Anthony’s Story

“I’ve never had an opportunity for the whole pie,” Anthony, a Shepherd’s Table client, explains. “If I had a place, I couldn’t afford food, or I have the right room but it’s too far from work.” As a native to D.C., Anthony has struggled to keep up with the cost of living in his hometown despite consistently holding a job. It’s understandable, as the District of Columbia (and much of the surrounding area) costs 245% of the national average1. Anthony is working hard to support himself and pursue financial independence, but he faces the same obstacles to wealth that we see again and again in the lives of our clients.

Even in childhood, he was aware of his family’s struggle to make rent. “I’ve seen my family pushed out,” he shares, referencing the gentrification that has displaced many of D.C.’s locals. The threat of displacement made stable housing feel unlikely, as Anthony has “…always been afraid of the barriers, the high cost that makes it seem impossible to afford.” Both his parents worked against the odds to provide stability, but both also suffered privately against addiction. Anthony was emancipated from his parents at age fifteen and first found himself living on the streets at age twenty-one. Still, his resilience has proven unwavering. “I refuse to give up,” he explains. “That’s why I’m still here.”

Anthony did not have the opportunity to inherit generational wealth from his family, but he worked hard to carve out his own lot in the world. Studying at the New England Culinary Institute, he gleaned meaningful friendships, refined skills, and even a visit to a top school in New York City. However, his time at the institute was interrupted by a family emergency that brought him south. He later finished earning his certification in Virginia at the Amala Institute and still remembers the masterful blueberry crepe and accompanying omelet that earned him his license. 

Anthony shares a photo of his friends from culinary school

When Anthony found himself on the streets again this past May, he had recently secured a job utilizing his culinary training. He was thrilled to land the position but worried he’d lose his new job if he showed up to work hungry, un-showered, or without adequate rest. Having lost both of his parents several years prior, he had no place to stay and spent his nights sleeping outside Union Station. That’s when a friend directed him to Shepherd’s Table, where he immediately began receiving free meals. He quickly connected with Jerome Chambers, our Director of Social Services, and entered a housing program through our partner, Interfaith Works. Staff from both organizations were impressed with his drive to better his own life. With the support of our services and the relationships he’s built, Anthony is beginning to see a path towards “the whole pie.”

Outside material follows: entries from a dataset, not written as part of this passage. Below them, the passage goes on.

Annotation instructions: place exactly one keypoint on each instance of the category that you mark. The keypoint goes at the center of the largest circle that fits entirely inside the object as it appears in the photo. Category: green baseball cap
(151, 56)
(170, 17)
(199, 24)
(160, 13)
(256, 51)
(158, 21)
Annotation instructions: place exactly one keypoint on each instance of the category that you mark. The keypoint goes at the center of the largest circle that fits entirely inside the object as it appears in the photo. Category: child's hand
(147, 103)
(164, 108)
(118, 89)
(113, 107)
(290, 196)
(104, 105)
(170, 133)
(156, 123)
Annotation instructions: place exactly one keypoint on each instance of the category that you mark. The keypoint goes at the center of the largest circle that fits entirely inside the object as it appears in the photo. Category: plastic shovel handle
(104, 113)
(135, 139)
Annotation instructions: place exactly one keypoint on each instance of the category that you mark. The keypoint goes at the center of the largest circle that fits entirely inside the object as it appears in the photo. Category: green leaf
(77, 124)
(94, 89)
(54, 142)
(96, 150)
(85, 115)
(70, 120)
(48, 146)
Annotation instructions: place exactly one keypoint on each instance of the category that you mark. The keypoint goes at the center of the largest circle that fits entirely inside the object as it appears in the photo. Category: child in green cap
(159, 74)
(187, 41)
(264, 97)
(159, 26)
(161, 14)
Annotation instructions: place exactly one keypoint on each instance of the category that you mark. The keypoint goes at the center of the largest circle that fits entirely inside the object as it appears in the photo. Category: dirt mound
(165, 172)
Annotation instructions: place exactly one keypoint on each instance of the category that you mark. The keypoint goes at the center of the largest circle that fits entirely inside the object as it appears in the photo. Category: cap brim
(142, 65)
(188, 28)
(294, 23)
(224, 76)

For our Executive Director Manny Hidalgo, Anthony’s story highlights the obstacles many people in poverty face in accumulating generational wealth. Factors such as gentrification and addiction prevented his parents from accumulating wealth in their lifetimes, and Anthony has now inherited the same financial challenges. For his own three year old son, Anthony would like more to be possible. Our direct food service has a strategic role, as Manny Hidalgo understands: “We use the food as a tool to empower individuals, to get individuals in the door so they have access to further resources they need to ultimately end the cycle of poverty.” Working in tandem with partners like Interfaith Works, the full spectrum of needs is accounted for. This provides guests with the mental space to first find rest and healing, and then to plan for the future.

“I don’t know what the future holds, but I know I can go to my job and have a place to rest my head at night and food to eat.”

Anthony is currently working with staff towards his goal of permanent and stable housing, ideally at an apartment complex in Silver Spring. He intends to gain residence in Maryland as a more affordable alternative to D.C. Eventually, he’d like to start a podcast with featured guests and donate the proceeds to community organizations like Shepherd’s Table. When he lets himself dream big, he envisions living in a beautiful luxury apartment with a gym, sharing, “I’ve never had anything nice… I’ve lived in projects all my life.” Like all people, Anthony dreams of reaching a point where the goal is not survival, but thriving. With the support of the Progress Place community, we’re confident he’ll reach that goal.    

Anthony with Jerome Chambers and a fellow client
Anthony enjoys a meal at Progress Place

In reflecting on his time at Shepherd’s Table, he shared, “They’ve helped me keep my job, and provided an opportunity to have some stability… I don’t know what the future holds, but I know I can go to my job and have a place to rest my head at night and food to eat.” For Anthony, self-sufficiency will look like a luxury apartment, a podcast, and providing for his son. We’re happy to come alongside Anthony in his story as he fearlessly pursues the “whole pie” of independence.